Há um tempo atrás eu me enganava, preferia não ouvir o silêncio, a quietude me agitava e eu precisava de barulhos externos, pois os internos faziam rave dentro de mim. Não acabava pela manhã, era uma rave eterna. Um dia, não sei bem em que horário, resolvi tirar o sapato, pegar a minha bolsa e ir embora da festa. Tomei um banho (já percebeu que pensamos com mais transparência depois de limpos e perfumados?) e decidi: quero o meu silêncio. Liguei para ele e disse "vem pra cá, preciso de você". Fiz umas rosquinhas e um chá de morango e sentei, a fim de esperá-lo.
Depois de alguns minutos, lá estava ele. E ainda trouxe companhia: a paz. Mas a paz é um pouco tímida, demora para se sentir em casa, então chegou e ficou quieta, não quis conversar comigo. Ficamos, então, eu e o silêncio. Comecei a aprender coisas, compartilhamos momentos, passado, presente e pensamos a longo prazo, somos bem organizados, temos foco, nos preocupamos com o futuro. Dividi sentimentos, inquietações, arrombamentos emocionais, pois todos nós um dia fomos ou seremos ou somos furtados, roubados, lesados ou invadidos emocionalmente. Ele me ouviu atentamente, o silêncio é um bom amigo, além de fiel, pois nunca lhe vira as costas ou altera o tom de voz. Ele é calmo, manso, sereno, cuidadoso.
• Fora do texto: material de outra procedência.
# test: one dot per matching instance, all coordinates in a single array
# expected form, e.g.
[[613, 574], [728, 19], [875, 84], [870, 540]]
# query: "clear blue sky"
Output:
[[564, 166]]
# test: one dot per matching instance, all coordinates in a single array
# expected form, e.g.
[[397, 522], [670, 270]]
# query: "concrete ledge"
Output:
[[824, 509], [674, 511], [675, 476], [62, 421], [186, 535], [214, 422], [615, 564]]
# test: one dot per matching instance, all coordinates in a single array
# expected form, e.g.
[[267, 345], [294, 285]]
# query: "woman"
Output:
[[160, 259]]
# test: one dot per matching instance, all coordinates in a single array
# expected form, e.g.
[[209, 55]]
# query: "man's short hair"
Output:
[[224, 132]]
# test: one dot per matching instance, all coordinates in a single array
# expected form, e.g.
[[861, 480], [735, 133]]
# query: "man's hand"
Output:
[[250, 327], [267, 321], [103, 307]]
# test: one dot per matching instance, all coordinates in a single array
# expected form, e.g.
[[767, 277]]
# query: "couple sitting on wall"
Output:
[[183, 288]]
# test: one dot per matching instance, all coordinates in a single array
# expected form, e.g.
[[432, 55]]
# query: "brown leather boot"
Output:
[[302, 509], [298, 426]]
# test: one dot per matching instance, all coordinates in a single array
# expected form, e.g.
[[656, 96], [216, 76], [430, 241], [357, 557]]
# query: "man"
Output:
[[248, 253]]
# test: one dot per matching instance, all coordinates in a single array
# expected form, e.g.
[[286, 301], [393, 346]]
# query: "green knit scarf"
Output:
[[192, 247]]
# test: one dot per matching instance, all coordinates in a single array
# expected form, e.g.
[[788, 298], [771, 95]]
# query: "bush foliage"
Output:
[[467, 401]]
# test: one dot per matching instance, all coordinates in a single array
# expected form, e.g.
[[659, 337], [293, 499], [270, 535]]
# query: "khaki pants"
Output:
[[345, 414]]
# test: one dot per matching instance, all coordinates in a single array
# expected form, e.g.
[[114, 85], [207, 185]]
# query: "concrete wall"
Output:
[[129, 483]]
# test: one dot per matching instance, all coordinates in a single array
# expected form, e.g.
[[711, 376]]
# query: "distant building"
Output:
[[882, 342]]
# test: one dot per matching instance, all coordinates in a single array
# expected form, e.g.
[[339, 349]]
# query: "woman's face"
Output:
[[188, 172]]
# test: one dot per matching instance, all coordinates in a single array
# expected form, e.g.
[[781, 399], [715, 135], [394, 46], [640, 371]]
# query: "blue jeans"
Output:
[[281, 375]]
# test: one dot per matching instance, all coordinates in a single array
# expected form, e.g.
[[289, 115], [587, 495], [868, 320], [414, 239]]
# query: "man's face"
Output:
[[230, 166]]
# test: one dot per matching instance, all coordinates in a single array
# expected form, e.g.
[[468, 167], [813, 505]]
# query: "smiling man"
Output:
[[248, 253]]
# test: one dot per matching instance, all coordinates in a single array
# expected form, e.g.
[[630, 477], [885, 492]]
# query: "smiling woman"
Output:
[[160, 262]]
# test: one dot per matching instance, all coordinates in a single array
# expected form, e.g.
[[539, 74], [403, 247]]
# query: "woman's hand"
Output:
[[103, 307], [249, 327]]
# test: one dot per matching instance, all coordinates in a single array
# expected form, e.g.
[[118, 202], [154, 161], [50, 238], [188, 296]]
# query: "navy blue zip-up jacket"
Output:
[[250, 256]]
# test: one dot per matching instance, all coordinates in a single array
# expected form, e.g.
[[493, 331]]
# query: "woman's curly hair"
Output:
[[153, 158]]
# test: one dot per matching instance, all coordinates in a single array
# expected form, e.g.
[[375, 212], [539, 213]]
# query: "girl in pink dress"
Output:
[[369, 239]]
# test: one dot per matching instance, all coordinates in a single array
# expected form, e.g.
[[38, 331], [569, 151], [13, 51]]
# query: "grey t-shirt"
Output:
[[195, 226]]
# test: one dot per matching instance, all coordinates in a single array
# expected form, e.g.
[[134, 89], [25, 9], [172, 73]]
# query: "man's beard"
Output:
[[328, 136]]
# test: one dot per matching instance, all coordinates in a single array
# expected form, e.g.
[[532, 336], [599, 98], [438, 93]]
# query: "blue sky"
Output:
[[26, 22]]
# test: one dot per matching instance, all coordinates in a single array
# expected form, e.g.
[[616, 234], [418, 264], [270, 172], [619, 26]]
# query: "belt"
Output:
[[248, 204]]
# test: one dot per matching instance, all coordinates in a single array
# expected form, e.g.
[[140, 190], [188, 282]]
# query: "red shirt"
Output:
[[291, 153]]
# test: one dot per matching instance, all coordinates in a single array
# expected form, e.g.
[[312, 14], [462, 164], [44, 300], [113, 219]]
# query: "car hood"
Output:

Depois de muito diálogo, abraços carinhosos, cafunés, risadas, recordações e planos, o silêncio conversou com a paz e disse que já era hora dela abrir a geladeira. Você sabe: nos sentimos realmente à vontade na casa de alguém quando abrimos a geladeira com a maior naturalidade do planeta. A paz levantou, caminhou passos vagarosos e abriu a porta da minha geladeira. Pegou uma garrafa de suco de laranja, procurou um copo, encheu, tomou e perguntou se eu queria um pouco. Aceitei, adoro suco de laranja. Sem gelo e sem sementes.
Ficamos lá, nós três: eu, o silêncio e a paz. E foi aí que começou um triângulo amoroso que, acredito eu, não terá fim. É preciso saber ouvir os silêncios. Os meus, os seus, os nossos. Para quem não sabe: o silêncio tem som. Descubra os acordes do seu.